A: Oh, we talked about it all the time. But he’d come up with, “Man, I promise you I have this disease,” and so forth, and “I have a blister on my lungs,” and all that kind of b.s. It’s hard, because Michael’s a Virgo, man—he’s very set in his ways. You can’t talk him out of it. Chemical peels and all that stuff.

Q: Did you believe him about the disease?
A: I don’t believe in any of that bull, no. No. Never. I’ve been around junkies and stuff all my life. I’ve heard every excuse. It’s like smokers—”I only smoke when I drink” and all that stuff. But it’s bull. You’re justifying something that’s destructive to your existence. It’s crazy. I mean, I came up with Ray Charles, man. You know, nobody gonna pull no wool over my eyes. He did heroin 20 years! Come on. And black coffee and gin for 40 years. But when he called me to come over to see him when he was in the hospital on his way out, man, he had emphysema, hepatitis C, cirrhosis of the liver, and five malignant tumors. Please, man! I’ve been around this all my life. So it’s hard for somebody to pull the wool over my eyes. But when somebody’s hell-bent on it, you can’t stop ‘em.

Q: But it must’ve been so disturbing to see Michael’s face turn into what it turned into.
A: It’s ridiculous, man! Chemical peels and all of it. And I don’t understand it. But he obviously didn’t want to be black.

Q: Is that what it was?
A: Well, what do you think? You see his kids?

Q: Did you ever discuss it? Did you ever ask, “Michael, don’t you want to be a black man?”
A: No, no, no, please. That’s not the way you do it.

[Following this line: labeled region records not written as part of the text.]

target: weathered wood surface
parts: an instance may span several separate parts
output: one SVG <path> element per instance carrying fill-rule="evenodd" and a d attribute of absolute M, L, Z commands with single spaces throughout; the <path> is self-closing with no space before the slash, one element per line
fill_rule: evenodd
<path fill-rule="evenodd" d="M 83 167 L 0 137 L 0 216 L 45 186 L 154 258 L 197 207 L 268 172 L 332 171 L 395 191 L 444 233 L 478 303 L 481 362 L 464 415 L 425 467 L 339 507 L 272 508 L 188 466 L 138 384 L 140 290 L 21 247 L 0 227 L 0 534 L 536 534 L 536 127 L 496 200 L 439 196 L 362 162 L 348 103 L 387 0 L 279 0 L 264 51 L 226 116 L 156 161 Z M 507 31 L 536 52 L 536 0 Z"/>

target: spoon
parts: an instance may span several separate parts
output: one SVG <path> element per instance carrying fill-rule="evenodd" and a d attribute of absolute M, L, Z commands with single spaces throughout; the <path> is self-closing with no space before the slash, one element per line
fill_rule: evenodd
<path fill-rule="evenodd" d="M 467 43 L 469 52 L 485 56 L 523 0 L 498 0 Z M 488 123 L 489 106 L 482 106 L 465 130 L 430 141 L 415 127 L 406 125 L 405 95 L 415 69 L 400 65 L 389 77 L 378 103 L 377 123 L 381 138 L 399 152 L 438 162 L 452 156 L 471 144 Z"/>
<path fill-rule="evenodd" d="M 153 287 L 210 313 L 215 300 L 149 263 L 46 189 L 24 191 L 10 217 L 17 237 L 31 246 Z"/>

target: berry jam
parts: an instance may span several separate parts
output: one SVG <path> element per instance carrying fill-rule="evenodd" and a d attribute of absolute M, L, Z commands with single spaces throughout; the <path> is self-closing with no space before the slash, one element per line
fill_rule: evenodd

Q: But he was beautiful before?
A: Man, he was the most gorgeous guy.

Q: At root, what do you think killed Michael Jackson?
A: I don’t know, man. I’m a musician. I’m not a psychiatrist. I would think that the pressure of the concerts and the debt and everything else . . . look, I’ve been in the hands of Nobel doctors for the last five years, in Stockholm, at the Karolinska hospital, which you can’t even pay to get in. I’ve learned so much about the human mind and the body, and the doctors talk all the time about how you become your thoughts. It’s true. With one thought it starts, you know, and if you sit there and just stay hung up on one negative thought, you will become that thought. I know that Lisa Marie Presley said that she always thought he was going to die like Elvis. You sit and think about that stuff, it’ll happen to you. If you start thinking about darkness instead of light, or fear instead of love, you’ll get in trouble. I really believe that.

Q: With so many people asking you about Michael Jackson, is it hard to find the private space in which to mourn his death?
A: Yes, it is. It’s surrealistic. I don’t know how to process it at all. Because everybody’s reacting to it, and making up their own answers.

Q: You’ve said that you don’t attend funerals anymore because you’ve lost so many friends. Do you plan to attend Michael Jackson’s funeral?
A: No, not at all, not at all. Because it’s going to be, like, 9 million people there, and it’s not what I want to see.

Q: You’re not going to be there?
A: No. I can’t be there, anyway. I’m going to Wales the day after tomorrow, I go to Montreux, I go to Marbella, I go to the south of France. My condolences and love I’ve already sent to the family. But being there with 10 million people is not my idea of a tribute to somebody you were so close to—who’s got a part of your soul. Our souls were joined, you know. And a piece of it goes with him.

Mediaoutrage-  Quincy was keeping it all the way 100.  Either that or the dude is really detached.  We assume he was just trying to be as forthwright as possible.